If you've ever purchased bulletin board letters, you know the options are limited and not very cheap. You'll inevitably be left with extra letters, and when you try to use those you won't have enough of certain common pieces. Then, after a while, from stapling them to the board and removing them so many times, you'll have to pitch them and get new ones.

I'm never buying bulletin board letters again. Why? Because I can make them, and my choices for colors and textures are as diverse as the scrapbooking section at my craft store.

If You Want to Do This Yourself, You'll Need:

An up-to-date copy of Microsoft Word 
OR
Access to a Photo Editing Program

In word,
you create letters by creating a piece of word art and then flipping it horizontally. This is important because you want to print on the back of your speciality paper, not the front. You'll save ink or toner if you set your text style to an outline on white text.

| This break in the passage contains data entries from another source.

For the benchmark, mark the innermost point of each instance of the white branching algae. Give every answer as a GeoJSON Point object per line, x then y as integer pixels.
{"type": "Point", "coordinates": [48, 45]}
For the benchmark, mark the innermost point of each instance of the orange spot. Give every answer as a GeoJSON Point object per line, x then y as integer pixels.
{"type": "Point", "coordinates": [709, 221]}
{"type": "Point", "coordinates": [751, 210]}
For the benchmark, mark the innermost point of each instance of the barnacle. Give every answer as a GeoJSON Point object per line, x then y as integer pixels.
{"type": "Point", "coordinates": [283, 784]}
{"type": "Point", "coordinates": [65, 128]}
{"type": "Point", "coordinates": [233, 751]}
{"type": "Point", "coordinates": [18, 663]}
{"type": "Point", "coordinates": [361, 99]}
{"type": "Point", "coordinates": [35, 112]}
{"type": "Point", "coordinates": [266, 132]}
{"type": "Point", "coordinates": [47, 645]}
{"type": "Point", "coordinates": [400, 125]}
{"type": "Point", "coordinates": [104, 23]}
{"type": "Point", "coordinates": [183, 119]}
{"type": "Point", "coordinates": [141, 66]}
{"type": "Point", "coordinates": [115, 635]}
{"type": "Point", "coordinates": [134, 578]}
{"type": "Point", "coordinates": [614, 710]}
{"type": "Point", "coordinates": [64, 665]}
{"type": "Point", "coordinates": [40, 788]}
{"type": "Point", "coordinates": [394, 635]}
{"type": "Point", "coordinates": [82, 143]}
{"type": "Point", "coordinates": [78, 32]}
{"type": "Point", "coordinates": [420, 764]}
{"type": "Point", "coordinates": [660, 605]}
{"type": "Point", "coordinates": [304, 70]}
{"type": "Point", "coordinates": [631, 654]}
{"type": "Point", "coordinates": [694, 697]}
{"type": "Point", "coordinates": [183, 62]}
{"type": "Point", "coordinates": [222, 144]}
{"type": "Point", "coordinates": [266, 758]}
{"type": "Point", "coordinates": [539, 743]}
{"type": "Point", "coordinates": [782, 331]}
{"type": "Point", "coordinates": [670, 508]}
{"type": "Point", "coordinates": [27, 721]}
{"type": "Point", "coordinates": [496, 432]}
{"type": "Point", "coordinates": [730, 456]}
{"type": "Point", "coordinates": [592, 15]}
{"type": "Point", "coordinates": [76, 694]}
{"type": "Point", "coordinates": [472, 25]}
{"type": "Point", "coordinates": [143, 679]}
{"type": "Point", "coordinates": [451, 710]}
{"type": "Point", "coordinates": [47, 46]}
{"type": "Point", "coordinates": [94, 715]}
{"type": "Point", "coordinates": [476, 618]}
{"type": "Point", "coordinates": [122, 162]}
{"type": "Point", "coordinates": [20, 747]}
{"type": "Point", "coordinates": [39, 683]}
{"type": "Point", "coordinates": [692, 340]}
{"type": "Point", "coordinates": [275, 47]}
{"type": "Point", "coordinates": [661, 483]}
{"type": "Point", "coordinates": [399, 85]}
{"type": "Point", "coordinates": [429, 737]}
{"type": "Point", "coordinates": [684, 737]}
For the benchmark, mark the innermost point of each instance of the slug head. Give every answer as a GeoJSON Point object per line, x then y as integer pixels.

In photoshop (or equivalent clone) you'll create your letters with the regular text too but before flattening the text to the background you'll right click and free transform, then flip horizontal. You can achieve a text outline by changing the text to white but then using layer styles (right click on the layer and select "Layer Properties") and setting a 1 or 2 pixel stroke.

Then You'll Need Scissors and Some Netflix:

Once you print your letters on your specialty paper, it'll be time to sit and cut them out. This is a slow process and for some it might make buying factory-made letters worth it, but for those who want specific designs, sizes, and fonts, this work will pay off.

Just Don't Forget:

If using adhesive to stick them to a wall, don't forget to put your tape on the BACK SIDE of your letters. This mistake is easy to make and will make a mess of them.